Well, regardless of good intentions, Halloween was an epic failure.  I bought 4 bags of "Fun Sized" bars for the little visitors.  Plus I had a bowl of candy left from last year.  Well, we had not a single little tyke (or big tyke) that came to our door.  And, apparently, I felt the need to consume all the candy.  I didn't eat it ALL, but I ate way way too many of them.  And, yes, today I am "thick" to my stomach!  No matter what the bag called them, this is NOT fun sized!
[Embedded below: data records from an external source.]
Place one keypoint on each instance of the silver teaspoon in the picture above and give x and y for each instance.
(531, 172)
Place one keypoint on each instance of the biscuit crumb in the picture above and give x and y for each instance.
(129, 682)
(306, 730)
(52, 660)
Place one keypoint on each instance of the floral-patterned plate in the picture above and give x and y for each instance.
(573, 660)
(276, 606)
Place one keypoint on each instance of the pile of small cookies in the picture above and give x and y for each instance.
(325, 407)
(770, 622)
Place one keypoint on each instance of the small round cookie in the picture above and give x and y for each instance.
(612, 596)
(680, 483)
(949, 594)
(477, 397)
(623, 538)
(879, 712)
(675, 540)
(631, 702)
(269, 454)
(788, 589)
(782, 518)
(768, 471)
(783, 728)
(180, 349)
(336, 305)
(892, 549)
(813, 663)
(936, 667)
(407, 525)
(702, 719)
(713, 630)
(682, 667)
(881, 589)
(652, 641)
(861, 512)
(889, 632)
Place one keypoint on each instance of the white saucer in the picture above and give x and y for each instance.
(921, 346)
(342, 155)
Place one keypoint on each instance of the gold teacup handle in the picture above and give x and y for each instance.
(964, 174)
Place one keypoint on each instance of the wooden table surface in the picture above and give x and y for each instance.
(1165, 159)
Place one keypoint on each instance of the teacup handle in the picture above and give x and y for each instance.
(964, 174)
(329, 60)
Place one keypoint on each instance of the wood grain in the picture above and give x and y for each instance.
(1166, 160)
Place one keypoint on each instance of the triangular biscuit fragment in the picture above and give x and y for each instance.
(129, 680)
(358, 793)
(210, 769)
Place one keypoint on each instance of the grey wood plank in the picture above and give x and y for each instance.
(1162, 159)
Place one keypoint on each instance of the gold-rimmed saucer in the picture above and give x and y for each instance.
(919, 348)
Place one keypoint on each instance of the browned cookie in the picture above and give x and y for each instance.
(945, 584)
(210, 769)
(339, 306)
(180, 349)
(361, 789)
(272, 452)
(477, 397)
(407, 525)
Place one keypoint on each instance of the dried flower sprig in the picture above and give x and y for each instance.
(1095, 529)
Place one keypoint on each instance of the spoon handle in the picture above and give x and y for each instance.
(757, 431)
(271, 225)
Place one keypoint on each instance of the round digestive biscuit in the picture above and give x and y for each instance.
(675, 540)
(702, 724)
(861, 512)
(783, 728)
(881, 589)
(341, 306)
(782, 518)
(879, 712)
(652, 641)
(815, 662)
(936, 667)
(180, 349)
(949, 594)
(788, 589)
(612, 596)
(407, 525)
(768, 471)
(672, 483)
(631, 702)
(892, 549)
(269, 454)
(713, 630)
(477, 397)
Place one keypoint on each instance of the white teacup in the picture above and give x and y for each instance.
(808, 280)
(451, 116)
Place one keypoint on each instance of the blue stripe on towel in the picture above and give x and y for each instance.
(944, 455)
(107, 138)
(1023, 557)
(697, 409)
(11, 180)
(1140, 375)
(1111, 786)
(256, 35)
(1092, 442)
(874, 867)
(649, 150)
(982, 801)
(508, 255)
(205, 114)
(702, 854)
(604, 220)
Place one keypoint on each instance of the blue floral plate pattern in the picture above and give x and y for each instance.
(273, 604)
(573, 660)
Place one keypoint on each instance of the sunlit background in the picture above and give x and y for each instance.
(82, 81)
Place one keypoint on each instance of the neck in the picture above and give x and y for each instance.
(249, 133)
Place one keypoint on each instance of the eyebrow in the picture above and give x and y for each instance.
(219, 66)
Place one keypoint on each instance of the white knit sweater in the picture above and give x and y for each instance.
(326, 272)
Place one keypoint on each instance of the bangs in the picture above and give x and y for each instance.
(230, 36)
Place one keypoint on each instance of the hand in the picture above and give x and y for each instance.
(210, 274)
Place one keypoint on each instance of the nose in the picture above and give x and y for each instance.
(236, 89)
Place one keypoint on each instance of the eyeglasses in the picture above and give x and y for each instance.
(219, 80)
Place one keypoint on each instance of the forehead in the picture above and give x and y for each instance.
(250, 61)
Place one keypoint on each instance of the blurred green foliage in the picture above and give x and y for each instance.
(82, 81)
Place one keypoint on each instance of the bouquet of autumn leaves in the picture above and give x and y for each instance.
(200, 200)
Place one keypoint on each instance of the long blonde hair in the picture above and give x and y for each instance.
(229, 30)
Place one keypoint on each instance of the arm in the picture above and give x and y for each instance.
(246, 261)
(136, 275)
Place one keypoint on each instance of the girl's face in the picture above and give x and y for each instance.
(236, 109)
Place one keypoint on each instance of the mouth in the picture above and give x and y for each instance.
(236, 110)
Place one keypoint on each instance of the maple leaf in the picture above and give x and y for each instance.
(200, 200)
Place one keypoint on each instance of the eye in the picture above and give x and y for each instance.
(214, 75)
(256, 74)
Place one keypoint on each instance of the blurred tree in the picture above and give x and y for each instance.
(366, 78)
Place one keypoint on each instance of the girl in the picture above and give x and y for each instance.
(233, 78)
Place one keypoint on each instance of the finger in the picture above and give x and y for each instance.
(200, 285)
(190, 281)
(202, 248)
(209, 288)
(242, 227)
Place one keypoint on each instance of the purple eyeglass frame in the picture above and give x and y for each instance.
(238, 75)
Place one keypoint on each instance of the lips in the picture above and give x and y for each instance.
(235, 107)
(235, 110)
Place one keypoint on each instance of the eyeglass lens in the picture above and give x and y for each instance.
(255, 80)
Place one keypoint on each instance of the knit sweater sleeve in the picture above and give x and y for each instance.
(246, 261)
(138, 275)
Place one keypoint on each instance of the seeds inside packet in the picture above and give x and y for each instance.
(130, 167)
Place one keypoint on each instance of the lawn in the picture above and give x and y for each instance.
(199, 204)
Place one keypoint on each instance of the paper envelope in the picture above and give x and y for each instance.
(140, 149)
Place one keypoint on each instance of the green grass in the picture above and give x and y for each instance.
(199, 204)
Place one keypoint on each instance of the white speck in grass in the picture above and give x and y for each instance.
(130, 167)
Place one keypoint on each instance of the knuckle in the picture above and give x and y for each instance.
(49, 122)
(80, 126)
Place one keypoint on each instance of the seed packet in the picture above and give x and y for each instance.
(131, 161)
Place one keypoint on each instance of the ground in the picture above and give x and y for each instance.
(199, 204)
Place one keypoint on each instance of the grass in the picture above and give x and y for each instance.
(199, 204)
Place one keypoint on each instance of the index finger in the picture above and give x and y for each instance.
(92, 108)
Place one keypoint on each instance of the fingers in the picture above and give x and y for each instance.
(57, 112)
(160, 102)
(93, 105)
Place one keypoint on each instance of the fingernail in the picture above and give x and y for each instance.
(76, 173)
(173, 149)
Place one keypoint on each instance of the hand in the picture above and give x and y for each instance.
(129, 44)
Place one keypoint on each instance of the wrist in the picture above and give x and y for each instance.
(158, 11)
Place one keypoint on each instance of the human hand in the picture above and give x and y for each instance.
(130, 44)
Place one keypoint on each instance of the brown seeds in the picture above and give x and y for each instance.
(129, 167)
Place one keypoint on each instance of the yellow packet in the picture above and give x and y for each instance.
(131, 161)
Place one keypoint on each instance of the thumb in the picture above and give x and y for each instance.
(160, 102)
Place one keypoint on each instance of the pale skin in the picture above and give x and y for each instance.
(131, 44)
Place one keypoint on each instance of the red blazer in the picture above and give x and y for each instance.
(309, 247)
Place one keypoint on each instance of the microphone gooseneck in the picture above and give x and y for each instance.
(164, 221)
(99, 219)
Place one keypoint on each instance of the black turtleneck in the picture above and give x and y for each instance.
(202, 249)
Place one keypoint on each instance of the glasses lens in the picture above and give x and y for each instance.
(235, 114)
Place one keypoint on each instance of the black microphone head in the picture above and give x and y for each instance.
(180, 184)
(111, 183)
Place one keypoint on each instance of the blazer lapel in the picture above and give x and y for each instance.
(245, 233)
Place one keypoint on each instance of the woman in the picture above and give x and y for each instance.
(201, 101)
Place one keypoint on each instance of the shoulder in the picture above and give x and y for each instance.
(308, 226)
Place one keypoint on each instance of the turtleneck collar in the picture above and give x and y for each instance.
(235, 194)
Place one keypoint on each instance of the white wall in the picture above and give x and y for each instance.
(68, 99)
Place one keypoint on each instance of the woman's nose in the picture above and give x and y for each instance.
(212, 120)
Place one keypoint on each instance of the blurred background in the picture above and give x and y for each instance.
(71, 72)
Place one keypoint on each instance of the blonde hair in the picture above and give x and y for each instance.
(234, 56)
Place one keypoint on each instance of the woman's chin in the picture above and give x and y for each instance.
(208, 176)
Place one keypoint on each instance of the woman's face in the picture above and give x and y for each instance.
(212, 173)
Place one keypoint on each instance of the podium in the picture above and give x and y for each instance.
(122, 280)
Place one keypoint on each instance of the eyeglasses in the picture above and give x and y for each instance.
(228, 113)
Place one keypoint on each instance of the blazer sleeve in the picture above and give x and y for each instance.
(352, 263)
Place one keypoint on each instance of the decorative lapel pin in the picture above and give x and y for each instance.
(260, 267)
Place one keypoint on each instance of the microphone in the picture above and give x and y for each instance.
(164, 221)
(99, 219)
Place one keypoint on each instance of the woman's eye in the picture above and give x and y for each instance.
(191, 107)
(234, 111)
This has pointed out a basic flaw in my reasoning.  One I have been aware of for years, but seem to have lost sight of.  And that is that without a specific, detailed plan I get lost.  And I did not have a plan last night.  I did not set any intentions for the evening.  I did not protect what I have fixed

Today is a new day.  I messed up yesterday, true.  Today I have a plan. Today, I have my food schedule written down and ready.  I know what I am doing today.  I am not leaving anything to chance.  I can't - I get rid of my fat clothes as soon as they get too big.  I have nothing to go back to and am on the edge with what I have.  So, for today, I am on plan.  For today, I am ready and in the right mind set  Just for today.  Tomorrow is not today's worry.  Today is all I can control.  And the way that past 2 days have gone, today is enough of a job by itself.